GottBERT Base Last
Property | Value |
---|---|
Model Type | RoBERTa (German) |
Parameter Count | 125 million |
Training Data | German OSCAR Dataset (121GB) |
License | MIT |
Author | TUM |
Model Link | https://huggingface.co/TUM/GottBERT_base_last |
What is GottBERT_base_last?
GottBERT_base_last is a pure German language model based on the RoBERTa architecture, specifically designed for German natural language processing tasks. It represents the last checkpoint of the base version, trained on the German portion of the OSCAR dataset. The model demonstrates strong performance across various NLP tasks, including Named Entity Recognition (NER), text classification, and natural language inference (NLI).
Implementation Details
The model features 12 layers with 125 million parameters and utilizes a GPT-2 Byte-Pair Encoding tokenizer with a 52k subword vocabulary. Training was conducted using the Fairseq framework on TPUv3/v4 pods, completing in 1.2 days with a batch size of 8k tokens and a peak learning rate of 0.0004.

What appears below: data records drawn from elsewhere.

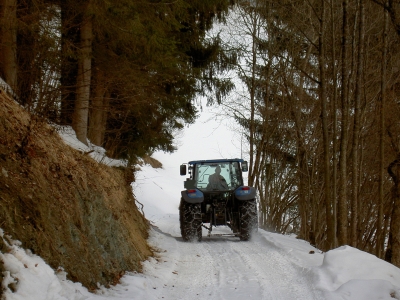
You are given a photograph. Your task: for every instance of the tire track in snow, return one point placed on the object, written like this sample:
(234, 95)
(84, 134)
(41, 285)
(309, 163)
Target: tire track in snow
(222, 268)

- Architecture: 12-layer transformer with 125M parameters
- Training Infrastructure: 256 TPUv3 pod/128 TPUv4 pod
- Training Duration: 1.2 days
- Tokenizer: GPT-2 BPE with 52k vocabulary
Core Capabilities
- Named Entity Recognition: Achieves 87.48% F1 score on GermEval 2014
- Text Classification: 90.27% F1 score on 10kGNAD
- Natural Language Inference: 81.04% accuracy on XNLI German subset
- Optimized for German language tasks
Frequently Asked Questions
Q: What makes this model unique?
GottBERT is the first German-only RoBERTa model, specifically optimized for German language tasks. It differs from multilingual models by focusing exclusively on German language understanding and processing.
Q: What are the recommended use cases?
The model excels in German NLP tasks including Named Entity Recognition, text classification, and natural language inference. It's particularly suitable for applications requiring deep understanding of German text, such as content classification, information extraction, and semantic analysis.